Elle ouvrit la bouche pour dire quelque chose mais se ravisa. Son air surpris s'effaça vite, car elle compris rapidement que j'avais raison. Elle scruta longtemps mes yeux à la recherche d'une réponse à une question que j'ignorais.

" Tu es là...pour m'aider moi...ou lui ? Murmura-t-elle inquiète.

- Toi, soufflais-je, tu es mon issue. Je sais que Potter a besoin de toi, que si tu ne l'aides pas, il ne réussira pas, et même si j'ai du mal à l'admetre, je veux qu'il réussisse. Je veux être libre, je veux rembourser mes dettes et recommencer à zéro. "

Elle aquiesça et resta silencieuse quelques instants, méditant mes paroles.

"Pourquoi tu n'as pas agit plus tot ? Demanda-t-elle. Tu cherchais des issues, et je sais que plusieurs t'ont été proposées, pourquoi tu nes les as pas saisies ? Poudlard l'an dernier, la tour d'Astronomie ? Pourquoi tu n'as rien fait pour te libérer ?"

J'eus un petit rire amer, elle ne savait pas de quoi elle parlait, c'était clair.

" Tu ne sais pas comment c'est. Répondit-je. Tu n'as pas idée de la pression qu'il fallait supporter, de la force de volonté que ça demandait.

- Alors pourquoi aujourd'hui ?"

Je mis longtemps à répondre, je ne savais comment formuler ma réponse, mais elle devait sortir, coute que coute.

" Parce qu'aujourd'hui, c'est à toi qu'ils s'en sont pris, et je préfère endurer le cauchemar que j'ai vécu pendant deux ans, toute une éternité plutôt que laisser cette situation se reproduire. Je ne les laisserais plus jamais t'approcher. "

Elle baissa la tête et, je constatais aussi bien que le feu me le permettait, qu'elle rougissait.

" As tu conscience des risques que tu prends ? Murmura-t-elle au bout d'un moment.

- Je sais que tôt où tard, je ne regretterais pas de les avoir pris. "

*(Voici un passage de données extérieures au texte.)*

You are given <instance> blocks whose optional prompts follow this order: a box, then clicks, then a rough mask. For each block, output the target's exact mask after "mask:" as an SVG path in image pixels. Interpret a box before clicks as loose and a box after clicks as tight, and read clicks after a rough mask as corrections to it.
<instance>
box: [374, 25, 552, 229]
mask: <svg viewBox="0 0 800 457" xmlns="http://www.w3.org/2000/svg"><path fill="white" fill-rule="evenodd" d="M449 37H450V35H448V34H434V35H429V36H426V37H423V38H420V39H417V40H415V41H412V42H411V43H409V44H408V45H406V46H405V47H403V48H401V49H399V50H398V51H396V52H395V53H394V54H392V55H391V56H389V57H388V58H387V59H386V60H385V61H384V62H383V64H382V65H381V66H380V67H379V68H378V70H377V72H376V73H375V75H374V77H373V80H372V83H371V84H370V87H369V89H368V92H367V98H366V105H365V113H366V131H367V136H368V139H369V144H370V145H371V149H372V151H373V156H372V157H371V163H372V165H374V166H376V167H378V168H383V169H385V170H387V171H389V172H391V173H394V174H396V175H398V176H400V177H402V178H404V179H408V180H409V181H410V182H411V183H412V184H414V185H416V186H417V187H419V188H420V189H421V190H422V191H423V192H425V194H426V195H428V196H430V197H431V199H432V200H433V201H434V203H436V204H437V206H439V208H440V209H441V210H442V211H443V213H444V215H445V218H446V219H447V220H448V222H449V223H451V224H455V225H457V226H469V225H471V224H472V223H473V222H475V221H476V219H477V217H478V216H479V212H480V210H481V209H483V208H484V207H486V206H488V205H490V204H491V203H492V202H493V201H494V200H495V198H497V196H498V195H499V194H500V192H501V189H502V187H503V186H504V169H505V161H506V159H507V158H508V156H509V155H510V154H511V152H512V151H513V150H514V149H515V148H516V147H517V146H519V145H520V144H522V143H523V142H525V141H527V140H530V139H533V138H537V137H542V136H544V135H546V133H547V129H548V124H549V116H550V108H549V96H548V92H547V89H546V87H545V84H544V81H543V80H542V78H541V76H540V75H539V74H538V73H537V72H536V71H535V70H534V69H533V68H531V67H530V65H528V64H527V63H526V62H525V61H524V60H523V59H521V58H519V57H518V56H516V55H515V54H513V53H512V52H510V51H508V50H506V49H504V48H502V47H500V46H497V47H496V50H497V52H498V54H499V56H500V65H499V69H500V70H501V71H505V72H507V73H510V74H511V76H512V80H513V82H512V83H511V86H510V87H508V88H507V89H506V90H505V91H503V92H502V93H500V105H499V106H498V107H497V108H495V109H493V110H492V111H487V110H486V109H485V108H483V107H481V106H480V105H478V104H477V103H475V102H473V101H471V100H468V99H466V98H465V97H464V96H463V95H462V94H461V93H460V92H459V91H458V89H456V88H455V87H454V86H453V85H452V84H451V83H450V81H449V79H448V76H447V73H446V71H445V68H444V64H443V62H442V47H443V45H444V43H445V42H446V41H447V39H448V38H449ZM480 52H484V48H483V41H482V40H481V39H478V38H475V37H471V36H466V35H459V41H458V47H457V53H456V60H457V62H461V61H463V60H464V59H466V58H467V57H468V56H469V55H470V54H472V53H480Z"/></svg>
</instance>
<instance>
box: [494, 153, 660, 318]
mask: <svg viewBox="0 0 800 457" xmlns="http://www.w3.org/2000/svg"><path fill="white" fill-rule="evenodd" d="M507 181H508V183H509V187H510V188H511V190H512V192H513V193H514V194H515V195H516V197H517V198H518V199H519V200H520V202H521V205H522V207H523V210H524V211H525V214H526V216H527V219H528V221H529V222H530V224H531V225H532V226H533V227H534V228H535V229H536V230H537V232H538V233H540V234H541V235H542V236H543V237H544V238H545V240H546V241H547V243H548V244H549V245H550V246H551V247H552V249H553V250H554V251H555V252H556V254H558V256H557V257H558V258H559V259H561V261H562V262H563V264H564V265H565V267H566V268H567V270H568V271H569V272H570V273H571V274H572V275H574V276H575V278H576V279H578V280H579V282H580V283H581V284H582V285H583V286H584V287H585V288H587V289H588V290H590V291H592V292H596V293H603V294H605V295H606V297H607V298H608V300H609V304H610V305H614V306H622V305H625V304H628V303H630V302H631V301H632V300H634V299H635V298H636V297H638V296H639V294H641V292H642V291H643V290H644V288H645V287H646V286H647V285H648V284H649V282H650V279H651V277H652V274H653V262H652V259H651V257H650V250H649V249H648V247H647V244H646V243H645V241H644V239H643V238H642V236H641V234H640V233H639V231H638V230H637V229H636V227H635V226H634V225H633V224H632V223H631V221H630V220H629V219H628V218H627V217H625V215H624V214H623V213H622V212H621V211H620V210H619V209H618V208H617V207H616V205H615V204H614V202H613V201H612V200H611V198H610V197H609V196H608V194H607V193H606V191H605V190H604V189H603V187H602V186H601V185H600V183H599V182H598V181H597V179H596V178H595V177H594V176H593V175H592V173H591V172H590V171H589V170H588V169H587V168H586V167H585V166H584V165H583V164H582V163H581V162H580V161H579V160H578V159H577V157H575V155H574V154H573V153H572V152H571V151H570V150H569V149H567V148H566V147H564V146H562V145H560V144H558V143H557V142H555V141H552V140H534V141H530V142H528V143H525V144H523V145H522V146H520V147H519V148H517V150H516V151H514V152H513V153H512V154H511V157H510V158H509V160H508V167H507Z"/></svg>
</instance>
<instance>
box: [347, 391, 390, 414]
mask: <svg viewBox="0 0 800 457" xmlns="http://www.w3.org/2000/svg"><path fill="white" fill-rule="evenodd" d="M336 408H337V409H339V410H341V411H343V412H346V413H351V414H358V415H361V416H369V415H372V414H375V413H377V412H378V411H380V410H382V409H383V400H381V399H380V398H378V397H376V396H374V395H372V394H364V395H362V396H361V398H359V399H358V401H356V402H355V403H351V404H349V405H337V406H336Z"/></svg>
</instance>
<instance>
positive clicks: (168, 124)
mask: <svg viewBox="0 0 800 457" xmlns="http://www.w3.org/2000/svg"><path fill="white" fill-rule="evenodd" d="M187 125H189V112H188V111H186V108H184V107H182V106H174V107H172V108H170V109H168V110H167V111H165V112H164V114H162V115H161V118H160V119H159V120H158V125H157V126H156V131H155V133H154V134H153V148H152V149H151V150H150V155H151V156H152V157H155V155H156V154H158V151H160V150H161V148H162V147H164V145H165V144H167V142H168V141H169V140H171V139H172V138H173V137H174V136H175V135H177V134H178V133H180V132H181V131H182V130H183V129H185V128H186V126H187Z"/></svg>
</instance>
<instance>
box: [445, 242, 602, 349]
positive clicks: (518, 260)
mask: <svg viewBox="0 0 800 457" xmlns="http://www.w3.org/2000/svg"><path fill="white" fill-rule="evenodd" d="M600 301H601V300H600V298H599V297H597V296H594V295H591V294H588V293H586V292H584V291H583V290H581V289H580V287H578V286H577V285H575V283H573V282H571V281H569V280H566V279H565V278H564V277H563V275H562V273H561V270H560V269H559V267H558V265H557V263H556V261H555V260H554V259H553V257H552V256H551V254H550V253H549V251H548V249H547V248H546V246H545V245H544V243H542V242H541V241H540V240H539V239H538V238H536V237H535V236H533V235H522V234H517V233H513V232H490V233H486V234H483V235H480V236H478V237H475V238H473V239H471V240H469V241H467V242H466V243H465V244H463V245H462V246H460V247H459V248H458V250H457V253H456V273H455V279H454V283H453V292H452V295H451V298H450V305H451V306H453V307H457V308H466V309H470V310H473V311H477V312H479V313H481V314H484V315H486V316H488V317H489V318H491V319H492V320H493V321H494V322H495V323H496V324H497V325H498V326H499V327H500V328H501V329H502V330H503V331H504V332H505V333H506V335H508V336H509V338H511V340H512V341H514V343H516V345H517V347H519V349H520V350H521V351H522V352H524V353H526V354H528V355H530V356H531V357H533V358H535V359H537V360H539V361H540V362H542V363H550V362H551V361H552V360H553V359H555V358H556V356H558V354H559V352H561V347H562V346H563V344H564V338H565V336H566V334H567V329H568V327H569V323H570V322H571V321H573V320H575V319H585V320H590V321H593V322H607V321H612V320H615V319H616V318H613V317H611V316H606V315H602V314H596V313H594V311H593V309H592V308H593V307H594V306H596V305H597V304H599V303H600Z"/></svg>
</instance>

Elle se leva et me rejoignit. Doucement, pour ne pas m'affoler, elle posa une main sur ma joue. J'eu un mouvement de recul, mais elle ne céda pas. Un frisson me parcouru. Elle me regarda dans les yeux, et chuchota, près de mon visage.

" Mais qui es-tu ?"

Je la regardais surpris, avant de comprendre le fond de sa question. Elle ne savait plus à qui elle avait affaire. Il était bien loin celui qu'elle avait connu entre les murs de Poudlard. Moi même, je ne savais plus vraiment qui j'étais, tout ce que je savais, c'est qu'une barrière s'était brisée au fond de moi, cette même barrière qui pendant des années avait maintenue l'empathie enfermée. Aujourd'hui, j'avais changé, j'avais décidé de faire moi même les choix qui me concernaient, et le premier d'entre eux avait été de devenir...humain.

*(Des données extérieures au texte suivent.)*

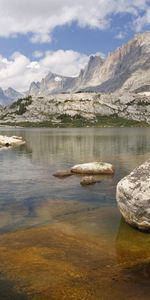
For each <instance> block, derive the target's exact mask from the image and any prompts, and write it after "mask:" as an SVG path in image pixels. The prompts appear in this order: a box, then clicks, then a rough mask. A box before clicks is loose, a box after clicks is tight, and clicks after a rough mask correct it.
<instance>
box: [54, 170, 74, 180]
mask: <svg viewBox="0 0 150 300" xmlns="http://www.w3.org/2000/svg"><path fill="white" fill-rule="evenodd" d="M72 175H73V173H72V172H71V171H70V170H64V171H58V172H56V173H54V174H53V176H55V177H58V178H65V177H69V176H72Z"/></svg>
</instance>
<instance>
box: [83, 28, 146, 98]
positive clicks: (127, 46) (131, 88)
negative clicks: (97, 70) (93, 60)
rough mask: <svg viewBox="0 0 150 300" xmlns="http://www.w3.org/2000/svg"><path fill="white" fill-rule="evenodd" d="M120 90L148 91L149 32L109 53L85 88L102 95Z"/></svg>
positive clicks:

Avant que j'ai pu formuler une réponse, le feu s'éteignit brusquement et ce fut le noir complet. J'attrappais ma baguette et me levais à tatôn pour essayer de parer n'importe quelle attaque qui nous serait adressée. Subitement, j'entendis Hermione hurler :

" ça suffit, libérez le ! "

Alors la lumière se rétablit suffisamment pour que je puisse discerner deux baguettes tendues sous ma gorge qui me menaçaient. Les baguettes de Potter et Weasley.